Los dos espectadores se estremecieron de emoción. Sin saberlo, Linnea trepó a la hilera baja de la cerca para ver mejor. Haciendo equilibrio, observando a los caballos que pasaban haciendo temblar la tierra, casi no advertía el brazo de Theodore que la sostenía de las caderas. Las vibraciones fueron extinguiéndose y la nube de nieve fue disipándose.

Theodore levantó la vista.

La joven podría ser una de esas criaturas sueltas gozando de su libertad. Tuvo la impresión de que había olvidado que él estaba junto a ella, ahí parada sobre el alambre más bajo, con las rodillas apretadas contra la de arriba, el cuello estirado y la nariz al aire, esforzándose por lograr una última visión de la manada que desaparecía. Se preguntó si sería consciente siquiera de que estaba encaramada ahí. Parecía más niña que nunca con la pañoleta de lana sobre el cabello, atada bajo la barbilla.

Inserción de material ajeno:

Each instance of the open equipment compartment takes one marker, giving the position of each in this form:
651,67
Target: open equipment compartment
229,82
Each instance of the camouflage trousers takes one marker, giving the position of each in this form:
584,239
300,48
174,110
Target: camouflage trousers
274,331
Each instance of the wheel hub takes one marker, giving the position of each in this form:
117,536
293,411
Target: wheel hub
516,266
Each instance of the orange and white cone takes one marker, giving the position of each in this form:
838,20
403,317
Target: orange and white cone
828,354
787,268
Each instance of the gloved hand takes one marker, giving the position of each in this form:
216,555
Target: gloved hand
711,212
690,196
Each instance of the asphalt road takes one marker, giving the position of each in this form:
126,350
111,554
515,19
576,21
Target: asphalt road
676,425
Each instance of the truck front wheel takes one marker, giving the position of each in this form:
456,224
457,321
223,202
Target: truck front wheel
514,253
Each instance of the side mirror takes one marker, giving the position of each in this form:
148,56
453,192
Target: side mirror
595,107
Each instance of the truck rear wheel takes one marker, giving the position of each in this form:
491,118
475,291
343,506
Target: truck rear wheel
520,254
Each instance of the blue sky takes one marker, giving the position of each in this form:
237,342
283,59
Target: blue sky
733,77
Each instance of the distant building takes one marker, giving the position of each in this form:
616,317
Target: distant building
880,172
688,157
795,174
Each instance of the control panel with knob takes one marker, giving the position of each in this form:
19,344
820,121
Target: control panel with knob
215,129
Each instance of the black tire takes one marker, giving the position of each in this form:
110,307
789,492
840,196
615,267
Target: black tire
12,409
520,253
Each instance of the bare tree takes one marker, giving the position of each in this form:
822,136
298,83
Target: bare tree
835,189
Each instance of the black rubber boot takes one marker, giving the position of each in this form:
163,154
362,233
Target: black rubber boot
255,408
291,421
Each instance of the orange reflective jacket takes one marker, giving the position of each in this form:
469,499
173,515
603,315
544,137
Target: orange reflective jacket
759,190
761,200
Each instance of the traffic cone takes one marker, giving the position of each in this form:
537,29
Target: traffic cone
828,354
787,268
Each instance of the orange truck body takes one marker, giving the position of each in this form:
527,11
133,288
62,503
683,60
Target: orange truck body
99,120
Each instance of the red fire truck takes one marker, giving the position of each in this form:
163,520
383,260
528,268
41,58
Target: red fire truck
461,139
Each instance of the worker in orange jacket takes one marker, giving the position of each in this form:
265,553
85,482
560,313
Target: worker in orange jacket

Pero no importaba. Lo único importante era que también era capaz de apreciar la majestad de los caballos, igual que él. Una vez más, lo sacudió la noción de lo mucho que había echado de menos a esta especie de muñeca con la infantil pañoleta, con la nariz roja como una cereza y que apoyaba una de sus manos metida dentro de un mitón, sobre su hombro.

Rió entre dientes, con la esperanza de relajar la súbita tensión que sentía en la ingle.

Linnea miró hacia abajo.

– Bájate, a ver si te caes del otro lado y te pierdo en la nieve.

La tomó de la cintura y la muchacha se bajó de un salto. Se quedaron un instante así, los mitones de ella apoyados en los bolsillos delanteros de él.

– ¿No ha sido imponente, Teddy?

Echó una última mirada melancólica hacia donde habían desaparecido los caballos. Todo había quedado en silencio, como si la manada jamás hubiese pasado por allí.

– Te dije que alguna vez los veríamos.

– Sí, pero no me dijiste que sería tan bello… tan… -Buscó la palabra adecuada-. ¡Tan imponente! ¡Ojalá pudiera hacer que los chicos lo dibujaran tal como se ven, poderosos, resoplando y arrojando nieve hacia todos lados! -Sin aviso previo se inclinó, recogió dos puñados de nieve y los arrojó sobre sus cabezas. Cayó sobre la cara levantada, mientras Theodore reía y retrocedía, para eludirla-. ¡Theodore, gallina! -lo provocó-. En verdad, nunca conocí a alguien tan gallina.

– No soy ninguna gallina. Lo que pasa es que soy más sensato que ciertas maestritas que conozco, que acabarán en cama con gripe, igual que John.

– ¡Oh, bah! ¿Qué mal puede hacer un poco de nieve?

Se agachó, excavó y dio un bocado. Theodore casi se sentía capaz de precisar el segundo exacto en que había vuelto a convertirse de mujer en niña. Eso formaba parte de los motivos para amarla tanto: esos cambios tan repentinos. Despreocupada, empezó a modelar una bola de nieve palmeteándola por arriba y por abajo, pasándola de mitón a mitón, arqueando una ceja con maliciosa intención.